Faced with the potential hurdles of the reconciliation process, DeFazio plans to focus on his job: passing an ambitious highway bill. "As long as I can keep the core authorizations in there at some future date, they can be funded," he said.
The ‘DeFazio bridge’
DeFazio is used to playing the long game. In his first highway bill in 1987, DeFazio, then a freshman, successfully secured money for a bridge in Eugene.
"You're going to be a hero," a lobbyist told him.
"You don't know Eugene," DeFazio replied.
Voters rejected an initial plan to replace the historic bridge with a six-lane bridge. After years of delays, an exasperated Sen. Mark Hatfield, R-Ore., threatened to spend the money elsewhere.
"Give me a month," DeFazio replied.
He convened a meeting between the state, the feds, the county and local officials from Eugene, threatening to lock them in his office. "Nobody leaves until we agree on how we're going to get this done," he said he told them.
"Finally, they came up with a design," he said.

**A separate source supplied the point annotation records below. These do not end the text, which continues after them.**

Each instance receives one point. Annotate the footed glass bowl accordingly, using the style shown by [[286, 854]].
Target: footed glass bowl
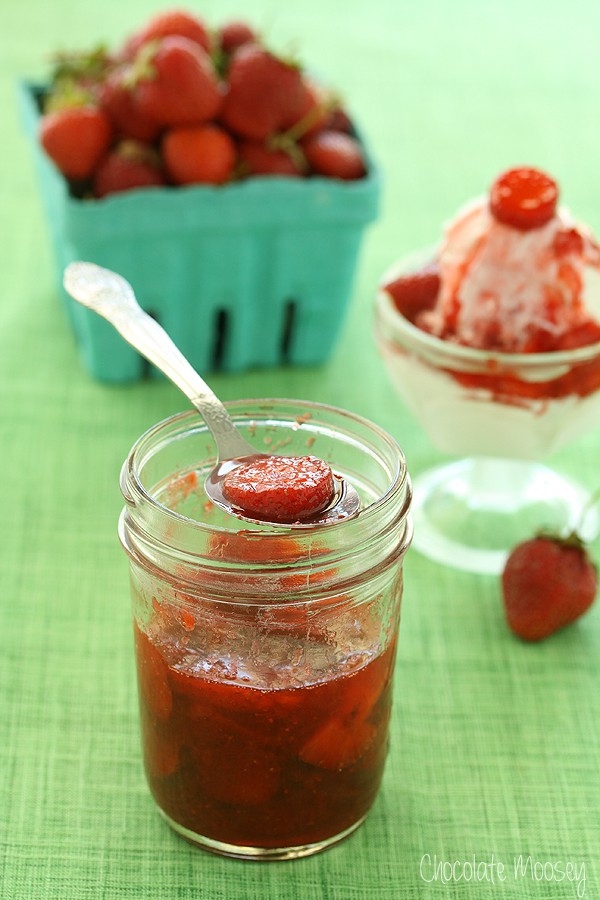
[[499, 415]]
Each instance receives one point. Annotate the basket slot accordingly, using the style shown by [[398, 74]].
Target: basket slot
[[221, 328], [287, 332]]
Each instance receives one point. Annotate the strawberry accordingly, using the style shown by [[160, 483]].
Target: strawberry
[[199, 154], [176, 83], [264, 94], [118, 99], [523, 198], [548, 582], [415, 292], [131, 164], [175, 22], [75, 138], [256, 158], [335, 155], [280, 488]]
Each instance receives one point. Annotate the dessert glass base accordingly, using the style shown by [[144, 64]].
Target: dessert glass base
[[469, 514]]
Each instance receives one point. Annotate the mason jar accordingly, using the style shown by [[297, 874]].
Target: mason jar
[[265, 654]]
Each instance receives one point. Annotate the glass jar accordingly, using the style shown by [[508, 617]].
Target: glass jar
[[265, 654]]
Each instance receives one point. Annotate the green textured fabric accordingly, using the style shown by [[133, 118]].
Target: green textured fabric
[[495, 744]]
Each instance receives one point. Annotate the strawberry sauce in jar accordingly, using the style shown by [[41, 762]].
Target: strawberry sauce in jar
[[265, 653]]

Ten years after he started working on it, they finished the bridge, supplementing it with a bicycle bridge. They call the latter the DeFazio Bridge.
"It's beautiful," he said.
DeFazio thought infrastructure's moment had arrived in 2009, when President Barack Obama vowed to invest in infrastructure as part of the American Recovery and Reinvestment Act, his stimulus bill to help the economy recover from the economic crisis.

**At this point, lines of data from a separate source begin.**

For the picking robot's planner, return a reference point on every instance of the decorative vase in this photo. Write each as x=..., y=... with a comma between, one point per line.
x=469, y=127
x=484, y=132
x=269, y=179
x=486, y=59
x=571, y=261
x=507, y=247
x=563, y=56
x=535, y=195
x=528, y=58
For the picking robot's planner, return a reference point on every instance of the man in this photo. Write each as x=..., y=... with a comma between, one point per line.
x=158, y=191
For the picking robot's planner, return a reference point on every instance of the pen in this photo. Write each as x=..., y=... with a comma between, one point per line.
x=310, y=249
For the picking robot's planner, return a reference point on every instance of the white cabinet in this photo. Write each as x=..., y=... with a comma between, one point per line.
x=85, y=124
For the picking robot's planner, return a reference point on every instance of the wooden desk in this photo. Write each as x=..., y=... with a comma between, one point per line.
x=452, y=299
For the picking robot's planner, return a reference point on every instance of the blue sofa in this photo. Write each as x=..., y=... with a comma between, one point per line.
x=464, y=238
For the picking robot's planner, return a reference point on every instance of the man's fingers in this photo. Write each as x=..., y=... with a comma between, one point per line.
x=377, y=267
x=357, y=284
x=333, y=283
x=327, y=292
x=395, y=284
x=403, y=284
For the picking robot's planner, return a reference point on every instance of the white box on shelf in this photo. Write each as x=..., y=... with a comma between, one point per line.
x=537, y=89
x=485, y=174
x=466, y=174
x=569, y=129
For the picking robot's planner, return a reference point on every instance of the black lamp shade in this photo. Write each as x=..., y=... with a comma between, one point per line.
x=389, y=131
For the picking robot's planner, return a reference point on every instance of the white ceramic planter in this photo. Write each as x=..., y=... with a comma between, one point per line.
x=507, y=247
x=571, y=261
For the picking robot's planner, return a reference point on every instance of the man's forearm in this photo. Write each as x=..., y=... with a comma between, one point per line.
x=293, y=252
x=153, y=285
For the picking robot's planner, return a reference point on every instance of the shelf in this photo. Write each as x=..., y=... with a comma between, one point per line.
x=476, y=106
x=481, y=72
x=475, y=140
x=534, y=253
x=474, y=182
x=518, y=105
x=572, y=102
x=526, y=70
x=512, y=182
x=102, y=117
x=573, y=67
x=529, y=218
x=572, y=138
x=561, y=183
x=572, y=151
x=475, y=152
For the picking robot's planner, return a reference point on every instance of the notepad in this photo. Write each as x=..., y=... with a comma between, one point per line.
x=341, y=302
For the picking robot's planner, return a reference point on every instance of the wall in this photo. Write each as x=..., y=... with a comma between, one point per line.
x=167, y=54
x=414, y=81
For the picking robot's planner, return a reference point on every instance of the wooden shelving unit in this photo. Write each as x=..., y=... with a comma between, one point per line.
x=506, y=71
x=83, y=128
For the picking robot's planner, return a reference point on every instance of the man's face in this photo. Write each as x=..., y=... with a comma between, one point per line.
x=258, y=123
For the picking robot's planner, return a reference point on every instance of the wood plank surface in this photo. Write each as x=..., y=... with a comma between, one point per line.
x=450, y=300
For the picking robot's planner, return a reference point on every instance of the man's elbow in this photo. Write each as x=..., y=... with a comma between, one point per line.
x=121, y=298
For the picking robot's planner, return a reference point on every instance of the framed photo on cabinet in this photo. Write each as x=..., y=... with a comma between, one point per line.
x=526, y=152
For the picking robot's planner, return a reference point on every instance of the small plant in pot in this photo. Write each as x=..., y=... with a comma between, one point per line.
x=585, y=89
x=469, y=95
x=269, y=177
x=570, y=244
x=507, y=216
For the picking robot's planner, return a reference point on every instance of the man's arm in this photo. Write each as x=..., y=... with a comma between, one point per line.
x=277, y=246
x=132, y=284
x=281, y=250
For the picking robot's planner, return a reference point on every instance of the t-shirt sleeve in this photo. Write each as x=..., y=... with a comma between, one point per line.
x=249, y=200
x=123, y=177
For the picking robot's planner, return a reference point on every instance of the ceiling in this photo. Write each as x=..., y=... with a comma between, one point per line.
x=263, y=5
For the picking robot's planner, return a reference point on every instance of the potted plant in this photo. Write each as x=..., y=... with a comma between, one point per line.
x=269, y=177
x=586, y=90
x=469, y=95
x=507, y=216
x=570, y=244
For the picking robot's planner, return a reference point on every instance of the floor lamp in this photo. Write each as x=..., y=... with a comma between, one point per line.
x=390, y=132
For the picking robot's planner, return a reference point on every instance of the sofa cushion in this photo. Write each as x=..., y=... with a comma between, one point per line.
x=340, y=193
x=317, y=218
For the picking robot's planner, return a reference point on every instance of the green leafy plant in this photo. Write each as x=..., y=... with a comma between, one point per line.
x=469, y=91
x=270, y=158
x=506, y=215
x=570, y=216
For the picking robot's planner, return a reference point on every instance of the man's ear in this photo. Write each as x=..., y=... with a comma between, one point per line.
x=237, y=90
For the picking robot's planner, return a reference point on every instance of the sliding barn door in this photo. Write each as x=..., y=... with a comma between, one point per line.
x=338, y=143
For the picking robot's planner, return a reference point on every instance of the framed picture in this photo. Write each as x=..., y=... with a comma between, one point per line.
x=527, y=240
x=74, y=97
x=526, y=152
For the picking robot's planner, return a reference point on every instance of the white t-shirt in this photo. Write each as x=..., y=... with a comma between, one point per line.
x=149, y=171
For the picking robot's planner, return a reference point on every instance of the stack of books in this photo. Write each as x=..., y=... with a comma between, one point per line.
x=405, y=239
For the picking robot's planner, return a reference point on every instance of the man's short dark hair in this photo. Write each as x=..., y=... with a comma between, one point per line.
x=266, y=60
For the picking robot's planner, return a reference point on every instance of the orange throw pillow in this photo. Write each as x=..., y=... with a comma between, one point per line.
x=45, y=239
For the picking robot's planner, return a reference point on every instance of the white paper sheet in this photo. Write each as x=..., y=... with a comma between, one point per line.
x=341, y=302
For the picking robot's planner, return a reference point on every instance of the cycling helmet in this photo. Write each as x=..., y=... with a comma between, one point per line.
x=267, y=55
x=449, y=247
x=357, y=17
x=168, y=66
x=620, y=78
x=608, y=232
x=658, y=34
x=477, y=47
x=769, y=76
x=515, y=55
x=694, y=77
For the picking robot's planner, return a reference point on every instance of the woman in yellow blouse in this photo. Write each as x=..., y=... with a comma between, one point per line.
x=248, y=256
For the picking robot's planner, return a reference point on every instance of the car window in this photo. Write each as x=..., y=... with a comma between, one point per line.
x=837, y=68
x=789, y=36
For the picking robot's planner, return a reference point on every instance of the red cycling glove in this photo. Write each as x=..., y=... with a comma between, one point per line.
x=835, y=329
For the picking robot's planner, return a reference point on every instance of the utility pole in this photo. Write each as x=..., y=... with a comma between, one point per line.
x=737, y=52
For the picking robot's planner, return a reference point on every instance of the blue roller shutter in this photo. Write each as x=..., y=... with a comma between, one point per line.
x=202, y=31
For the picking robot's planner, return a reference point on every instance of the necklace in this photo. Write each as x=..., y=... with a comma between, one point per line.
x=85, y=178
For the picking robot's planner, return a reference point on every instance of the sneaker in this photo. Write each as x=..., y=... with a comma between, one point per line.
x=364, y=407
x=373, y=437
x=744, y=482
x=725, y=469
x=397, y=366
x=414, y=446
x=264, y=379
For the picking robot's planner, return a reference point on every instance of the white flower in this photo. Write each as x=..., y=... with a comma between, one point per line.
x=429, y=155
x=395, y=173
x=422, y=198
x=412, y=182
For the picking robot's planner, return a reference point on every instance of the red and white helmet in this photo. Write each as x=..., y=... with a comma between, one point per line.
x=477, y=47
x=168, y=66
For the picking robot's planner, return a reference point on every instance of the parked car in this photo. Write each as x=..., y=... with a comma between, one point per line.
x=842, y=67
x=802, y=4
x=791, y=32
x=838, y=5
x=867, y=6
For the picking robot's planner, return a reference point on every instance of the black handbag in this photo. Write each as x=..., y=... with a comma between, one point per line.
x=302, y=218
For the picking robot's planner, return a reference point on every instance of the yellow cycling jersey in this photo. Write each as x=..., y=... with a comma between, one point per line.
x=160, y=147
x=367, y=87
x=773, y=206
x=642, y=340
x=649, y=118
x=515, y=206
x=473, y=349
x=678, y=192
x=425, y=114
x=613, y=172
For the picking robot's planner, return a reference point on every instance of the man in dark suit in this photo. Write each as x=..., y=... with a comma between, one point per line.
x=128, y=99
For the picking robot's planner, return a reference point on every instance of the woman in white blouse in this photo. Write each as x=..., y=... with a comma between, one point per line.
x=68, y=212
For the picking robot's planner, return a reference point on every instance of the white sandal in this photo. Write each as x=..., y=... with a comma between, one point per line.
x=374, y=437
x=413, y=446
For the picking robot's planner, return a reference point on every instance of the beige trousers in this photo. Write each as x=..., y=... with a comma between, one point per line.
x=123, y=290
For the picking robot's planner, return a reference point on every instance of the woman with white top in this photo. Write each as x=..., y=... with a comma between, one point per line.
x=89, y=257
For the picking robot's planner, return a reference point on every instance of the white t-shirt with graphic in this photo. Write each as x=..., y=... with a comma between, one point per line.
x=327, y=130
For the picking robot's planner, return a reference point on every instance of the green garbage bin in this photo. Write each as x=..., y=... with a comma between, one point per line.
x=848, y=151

House Democrats pushed for a sweeping investment in infrastructure, but DeFazio said the Obama administration scaled it back, opting instead for tax cuts aimed at bringing in Republican support.

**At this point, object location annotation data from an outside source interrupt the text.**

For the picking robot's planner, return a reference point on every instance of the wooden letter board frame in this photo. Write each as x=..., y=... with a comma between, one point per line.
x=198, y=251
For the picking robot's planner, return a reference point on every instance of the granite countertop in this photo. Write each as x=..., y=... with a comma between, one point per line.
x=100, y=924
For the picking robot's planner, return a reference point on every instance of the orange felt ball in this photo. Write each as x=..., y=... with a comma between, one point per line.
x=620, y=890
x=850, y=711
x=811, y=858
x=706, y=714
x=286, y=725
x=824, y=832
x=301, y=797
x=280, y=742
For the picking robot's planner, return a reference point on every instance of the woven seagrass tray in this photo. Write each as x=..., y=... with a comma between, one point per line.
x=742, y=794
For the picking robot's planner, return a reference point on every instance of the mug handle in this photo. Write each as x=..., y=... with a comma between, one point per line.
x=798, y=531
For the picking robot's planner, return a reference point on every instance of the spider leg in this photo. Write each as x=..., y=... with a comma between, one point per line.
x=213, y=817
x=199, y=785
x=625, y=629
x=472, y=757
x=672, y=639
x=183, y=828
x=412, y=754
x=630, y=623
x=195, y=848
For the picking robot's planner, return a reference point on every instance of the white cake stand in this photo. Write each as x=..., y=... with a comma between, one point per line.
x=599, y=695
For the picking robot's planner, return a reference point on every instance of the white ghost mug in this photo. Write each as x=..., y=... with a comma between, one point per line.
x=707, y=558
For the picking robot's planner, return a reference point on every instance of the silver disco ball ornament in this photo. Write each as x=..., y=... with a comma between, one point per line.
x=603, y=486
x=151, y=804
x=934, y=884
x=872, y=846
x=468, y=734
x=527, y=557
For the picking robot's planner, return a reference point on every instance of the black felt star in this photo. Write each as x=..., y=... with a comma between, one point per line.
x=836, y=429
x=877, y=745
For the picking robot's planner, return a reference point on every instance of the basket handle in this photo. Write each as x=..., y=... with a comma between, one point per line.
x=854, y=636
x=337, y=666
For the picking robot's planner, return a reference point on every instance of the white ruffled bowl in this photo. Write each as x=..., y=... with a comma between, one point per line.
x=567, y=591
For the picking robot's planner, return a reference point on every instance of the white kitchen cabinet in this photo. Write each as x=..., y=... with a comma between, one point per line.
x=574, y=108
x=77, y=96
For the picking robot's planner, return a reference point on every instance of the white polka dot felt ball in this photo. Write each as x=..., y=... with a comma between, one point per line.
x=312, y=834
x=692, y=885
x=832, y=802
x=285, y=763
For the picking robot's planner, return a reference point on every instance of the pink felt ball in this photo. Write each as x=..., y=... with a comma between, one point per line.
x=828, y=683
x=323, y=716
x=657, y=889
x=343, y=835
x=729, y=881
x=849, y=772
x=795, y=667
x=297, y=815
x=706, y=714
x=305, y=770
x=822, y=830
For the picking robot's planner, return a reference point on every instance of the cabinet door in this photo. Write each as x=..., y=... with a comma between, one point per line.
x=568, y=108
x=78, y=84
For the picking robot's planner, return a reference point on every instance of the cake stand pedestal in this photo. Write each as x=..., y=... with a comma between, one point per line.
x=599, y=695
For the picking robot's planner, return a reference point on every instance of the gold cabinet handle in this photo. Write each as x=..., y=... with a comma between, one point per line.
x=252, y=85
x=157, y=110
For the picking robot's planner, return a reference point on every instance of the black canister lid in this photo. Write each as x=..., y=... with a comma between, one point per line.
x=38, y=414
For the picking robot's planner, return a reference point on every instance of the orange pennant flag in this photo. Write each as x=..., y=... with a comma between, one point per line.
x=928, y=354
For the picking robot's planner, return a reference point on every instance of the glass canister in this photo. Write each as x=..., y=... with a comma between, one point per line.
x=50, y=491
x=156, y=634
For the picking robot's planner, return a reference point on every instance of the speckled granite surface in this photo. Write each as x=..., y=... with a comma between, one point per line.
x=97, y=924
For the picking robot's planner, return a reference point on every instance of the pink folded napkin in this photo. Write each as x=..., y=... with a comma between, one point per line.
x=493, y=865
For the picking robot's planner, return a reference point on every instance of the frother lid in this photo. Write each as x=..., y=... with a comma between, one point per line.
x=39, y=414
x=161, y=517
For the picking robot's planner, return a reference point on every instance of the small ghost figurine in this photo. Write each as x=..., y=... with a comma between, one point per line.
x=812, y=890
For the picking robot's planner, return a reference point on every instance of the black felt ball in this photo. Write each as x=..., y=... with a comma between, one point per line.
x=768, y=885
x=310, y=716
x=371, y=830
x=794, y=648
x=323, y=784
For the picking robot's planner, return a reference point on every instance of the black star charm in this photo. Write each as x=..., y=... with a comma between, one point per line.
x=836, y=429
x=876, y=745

DeFazio urged then-Transportation and Infrastructure Chairman James L. Oberstar, a Minnesota Democrat, to have committee Democrats vote against the package.
"This is crap," DeFazio told him. "We've got to do real infrastructure."
Oberstar assured him that Obama would do an infrastructure bill next.
"You've been here longer than me," DeFazio said he told Oberstar, "but in my experience in this town, the next thing never happens."
It never did.
Now, DeFazio said, the fact that Biden has made this one of his first big legislative pushes gives Congress "a unique opportunity."
"It's gonna be a 21st-century bill," he promises. "Because a lot of our infrastructure is aged out … we can rebuild our infrastructure in a way that deals with both the social equity program the president wants [and] deals with climate change."
Cantankerous, but flexible
Nelson of the flight attendants union, an Oregonian who grew up in DeFazio's district, said DeFazio "can be pretty cantankerous," but he can also be flexible.
"If someone comes back at him, he'll say, 'Fair enough, I hear you,' and incorporate [what they say] into his understanding of the issue," she said.
That flexibility has earned him respect from across the aisle.
"It's not hard to get an f-bomb out of him," said Rep. Garret Graves, R-La. "But here's the thing about him: Even though ideologically he and I are very, very different ... what I respect about Peter is, if you can make a good policy argument, he's open-minded about it."
Last November, DeFazio faced one of the toughest political challenges of his career against Alek Skarlatos, a Republican best known for thwarting a gunman on a Paris-bound train from Amsterdam in 2015.
One DeFazio ad featured him chaining himself to a mailbox in response to complaints that the Trump administration was crippling the U.S. Postal Service to make it harder to vote by mail.
Even as DeFazio fought for his political life, Nelson said, "he was still giving me 100 percent of his efforts to get COVID relief in place so [union] members would have their jobs."
"He was calling me while he was chained to a mailbox," she said.